The baccalaureate program prepares the graduate to:
1. Apply leadership concepts, skills, and decision making in the provision of high quality nursing care, healthcare team coordination, and the oversight and accountability for care delivery in a variety of settings.
2. Demonstrate leadership and communication skills to effectively implement patient safety and quality improvement initiatives within the context of the interprofessional team.
3. Demonstrate an awareness of complex organizational systems.

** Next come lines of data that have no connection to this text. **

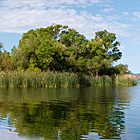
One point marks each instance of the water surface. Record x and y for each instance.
(70, 114)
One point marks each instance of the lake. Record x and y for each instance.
(70, 114)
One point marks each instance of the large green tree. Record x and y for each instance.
(60, 48)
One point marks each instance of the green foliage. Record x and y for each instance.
(57, 80)
(60, 48)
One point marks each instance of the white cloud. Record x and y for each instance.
(126, 13)
(22, 15)
(136, 14)
(106, 10)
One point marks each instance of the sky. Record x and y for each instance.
(121, 17)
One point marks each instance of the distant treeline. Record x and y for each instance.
(60, 80)
(62, 49)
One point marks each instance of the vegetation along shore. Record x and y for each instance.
(58, 56)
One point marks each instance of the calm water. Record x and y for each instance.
(70, 114)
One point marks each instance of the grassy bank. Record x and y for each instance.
(54, 80)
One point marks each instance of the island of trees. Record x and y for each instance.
(59, 50)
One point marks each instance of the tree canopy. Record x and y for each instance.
(60, 48)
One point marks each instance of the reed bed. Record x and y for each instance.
(60, 80)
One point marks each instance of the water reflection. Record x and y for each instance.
(65, 114)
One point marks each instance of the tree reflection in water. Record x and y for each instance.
(66, 114)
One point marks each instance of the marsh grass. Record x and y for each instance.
(58, 80)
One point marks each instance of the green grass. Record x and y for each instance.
(60, 80)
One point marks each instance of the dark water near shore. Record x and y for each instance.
(70, 114)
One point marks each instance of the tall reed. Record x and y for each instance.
(58, 80)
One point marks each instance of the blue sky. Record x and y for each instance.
(86, 16)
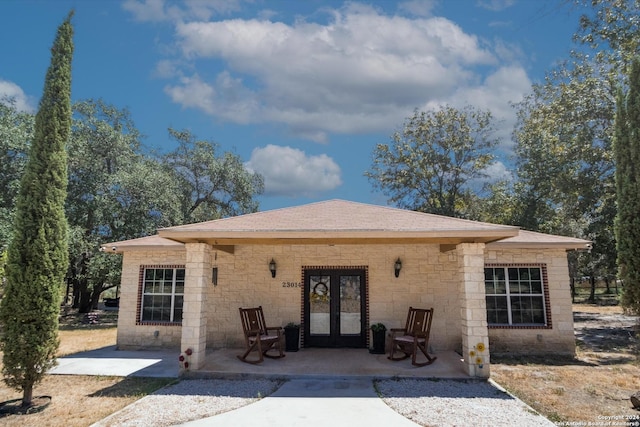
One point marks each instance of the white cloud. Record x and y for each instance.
(360, 72)
(290, 172)
(496, 5)
(171, 10)
(418, 7)
(10, 90)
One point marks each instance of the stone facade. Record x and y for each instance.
(451, 282)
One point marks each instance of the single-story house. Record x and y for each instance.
(336, 267)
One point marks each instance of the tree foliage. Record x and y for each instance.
(627, 154)
(210, 186)
(16, 130)
(113, 195)
(432, 163)
(38, 252)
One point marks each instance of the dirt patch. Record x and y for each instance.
(604, 334)
(596, 383)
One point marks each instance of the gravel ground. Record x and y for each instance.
(190, 400)
(427, 403)
(457, 403)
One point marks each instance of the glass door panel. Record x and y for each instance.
(350, 305)
(319, 305)
(335, 307)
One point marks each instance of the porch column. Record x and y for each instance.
(473, 309)
(194, 316)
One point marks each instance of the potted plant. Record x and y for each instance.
(378, 332)
(292, 336)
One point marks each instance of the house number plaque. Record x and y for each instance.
(291, 284)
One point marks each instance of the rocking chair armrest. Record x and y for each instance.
(254, 332)
(278, 329)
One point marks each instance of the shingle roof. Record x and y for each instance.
(340, 221)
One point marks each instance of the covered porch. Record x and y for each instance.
(328, 362)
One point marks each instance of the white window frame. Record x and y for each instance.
(172, 294)
(543, 295)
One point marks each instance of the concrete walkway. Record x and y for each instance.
(109, 361)
(322, 388)
(311, 403)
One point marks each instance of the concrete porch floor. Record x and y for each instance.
(315, 362)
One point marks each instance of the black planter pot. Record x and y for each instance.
(292, 338)
(378, 341)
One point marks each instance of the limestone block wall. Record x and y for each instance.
(428, 279)
(131, 335)
(559, 338)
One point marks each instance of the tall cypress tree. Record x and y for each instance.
(627, 156)
(38, 252)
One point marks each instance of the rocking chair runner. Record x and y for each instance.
(258, 337)
(413, 337)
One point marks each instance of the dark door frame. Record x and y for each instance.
(335, 338)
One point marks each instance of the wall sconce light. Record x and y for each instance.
(397, 267)
(272, 268)
(214, 276)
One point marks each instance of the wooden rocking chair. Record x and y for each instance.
(413, 337)
(258, 337)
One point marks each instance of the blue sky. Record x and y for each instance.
(302, 91)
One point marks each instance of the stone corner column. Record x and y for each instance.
(473, 309)
(194, 315)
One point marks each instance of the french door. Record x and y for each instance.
(335, 307)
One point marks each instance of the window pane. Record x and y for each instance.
(158, 294)
(177, 309)
(494, 281)
(536, 286)
(497, 310)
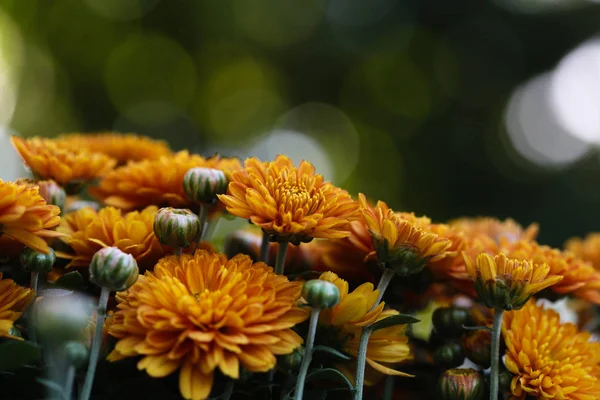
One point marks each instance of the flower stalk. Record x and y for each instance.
(96, 344)
(280, 262)
(264, 248)
(310, 340)
(496, 332)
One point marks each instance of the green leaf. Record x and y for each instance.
(330, 374)
(15, 353)
(72, 280)
(333, 352)
(399, 319)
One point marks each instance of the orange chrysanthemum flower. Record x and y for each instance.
(88, 231)
(14, 300)
(347, 257)
(507, 283)
(203, 311)
(588, 249)
(121, 146)
(342, 324)
(575, 272)
(499, 231)
(25, 216)
(156, 182)
(549, 360)
(290, 203)
(67, 167)
(402, 239)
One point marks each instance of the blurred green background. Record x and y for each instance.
(445, 108)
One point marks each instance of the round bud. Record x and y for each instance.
(52, 193)
(477, 345)
(290, 363)
(61, 317)
(76, 353)
(449, 321)
(320, 294)
(177, 227)
(113, 269)
(33, 261)
(449, 355)
(15, 332)
(461, 384)
(202, 185)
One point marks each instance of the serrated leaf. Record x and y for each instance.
(330, 374)
(333, 352)
(15, 353)
(399, 319)
(73, 280)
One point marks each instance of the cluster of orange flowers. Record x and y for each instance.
(204, 311)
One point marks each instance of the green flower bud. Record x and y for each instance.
(461, 384)
(52, 193)
(61, 315)
(449, 321)
(290, 363)
(113, 269)
(477, 347)
(449, 355)
(14, 331)
(320, 294)
(403, 260)
(76, 353)
(202, 185)
(177, 227)
(33, 261)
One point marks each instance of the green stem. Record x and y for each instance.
(30, 327)
(228, 390)
(69, 382)
(202, 214)
(96, 344)
(361, 361)
(310, 340)
(264, 248)
(280, 262)
(385, 280)
(388, 388)
(496, 334)
(361, 357)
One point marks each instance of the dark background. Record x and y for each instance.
(403, 100)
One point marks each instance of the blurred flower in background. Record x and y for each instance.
(417, 102)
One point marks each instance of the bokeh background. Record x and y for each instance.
(445, 108)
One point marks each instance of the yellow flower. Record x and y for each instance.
(507, 283)
(575, 272)
(89, 231)
(25, 216)
(347, 257)
(402, 241)
(121, 146)
(290, 203)
(549, 360)
(14, 300)
(588, 249)
(72, 166)
(203, 311)
(341, 327)
(156, 182)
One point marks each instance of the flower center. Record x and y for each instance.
(294, 196)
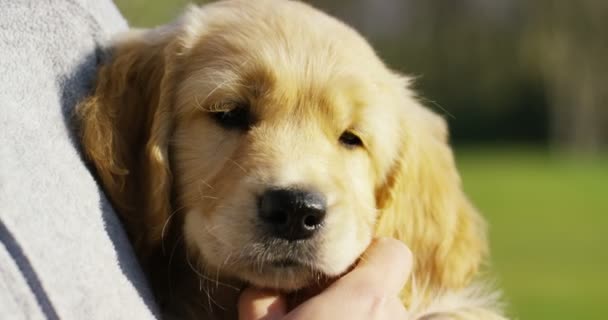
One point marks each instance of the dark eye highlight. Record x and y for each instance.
(237, 118)
(350, 140)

4. Demonstrate a basic understanding of organizational structure, mission, vision, philosophy, and values.
5. Participate in quality and patient safety initiatives, recognizing that these are complex system issues, which involve individuals, families, groups, communities, populations, and other members of the healthcare team.
6. Apply concepts of quality and safety using structure, process, and outcome measures to identify clinical questions and describe the process of changing current practice.
7. Promote factors that create a culture of safety and caring.
8. Promote achievement of safe and quality outcomes of care for diverse populations.
9. Apply quality improvement processes to effectively implement patient safety initiatives and monitor performance measures, including nursesensitive indicators in the microsystem of care.
10. Use improvement methods, based on data from the outcomes of care processes, to design and test changes to continuously improve the quality and safety of health care.
11. Employ principles of quality improvement, healthcare policy, and costeffectiveness to assist in the development and initiation of effective plans for the microsystem and/or systemwide practice improvements that will improve the quality of healthcare delivery.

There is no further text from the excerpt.